The above consultation focuses on amendments to the existing Money Laundering Regulations, the results of which are set to be passed as a Statutory Instrument in Parliament (Spring 2022).
Key points for the art market to address:
Chapter 2: Changes in scope to reflect latest risk assessments:
This focuses on the possible inclusion of artists (incorporating artist estates) and considers if digital art will be brought into scope.
> Clause 2.30 suggests a definition of ‘artist’.
–> Food for thought: Considering the intention of AML legislation in context of potential vulnerabilities of artist businesses being targeted by criminals, might artists who are selling direct (not via a regulated dealer / gallery / platform) be caught in scope of the Money Laundering Regulations?
–> Where to respond: Box 2.C, question no. 11 (see the wording for the proposed new definition of an AMP in Annex D, 14 on p. 50 of the consultation).
> Clause 2.33 gives a definition of digital art.
–> Food for thought: Might digital art not be how it’s made, but presented (for example, digital art can be printed on canvas and a painting can be presented as a video). That said, this does not include NFTs (see Chapter 6 below).
–> Where to respond: Box 2.C, question no. 12.
Chapter 6: Transfers of cryptoassets
This broadly considers how cryptoassets are being handled.
> Clause 6.7 proposes that the whole of the cryptoasset sector is handled in one place, which could include NFTs (althogh not specifically named in the consultation). See the definition of ‘cryptoasset’ in the footnote on page 29.
–> Food for thought: This could include NFTs.
–> Where to respond: Box 6.A, question no. 56 (and optionally 58 for timescale).
> Clause 6.12 notes what information might be required depending on the value of the transaction (converted from a cryptocurrency into GBP when applicable).
–> Where to respond: Box 6.B, question no. 59.
> Clause 6.24 suggests that the de minimis amount to trigger additional information to accompany the transfer be set at 1,000 GBP. This is obviously significantly lower than the 10K EUR threshold set for transactions involving ‘works of art’.
–> Where to respond: Box 6.C, question no. 60 (plus optionally 61 re: linked transactions).

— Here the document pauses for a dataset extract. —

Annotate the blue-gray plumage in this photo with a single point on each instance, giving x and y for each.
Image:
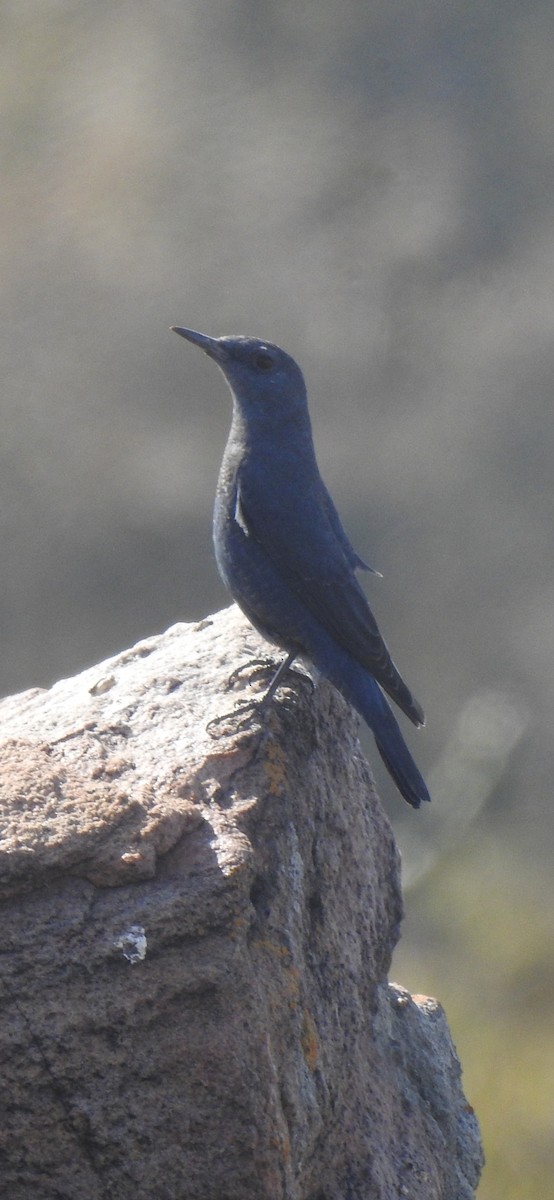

CLICK HERE to open and download the consultation: Amendments to the MLRs 2017 as a Statutory Instrument 2022.
The above consultation reviews the regulatory and supervisory regime. A highlight for the art market is that it will potentially bring antiquities into scope. The results with proposed reforms are set to be published in a report in summer 2022.
Key points for the art market to address:
Chapter 2: Systemic review
> Clause 2.17 specifies antiquities as a potential new sector.
–> Food for thought: What might be the definition of ‘antiquities’? Much like defining an artist and work of art as in the first consultation above, this is a key point for consideration and suggestion by the industry.
–> Where to respond: (iv) Extent of the regulated sector, question no. 12.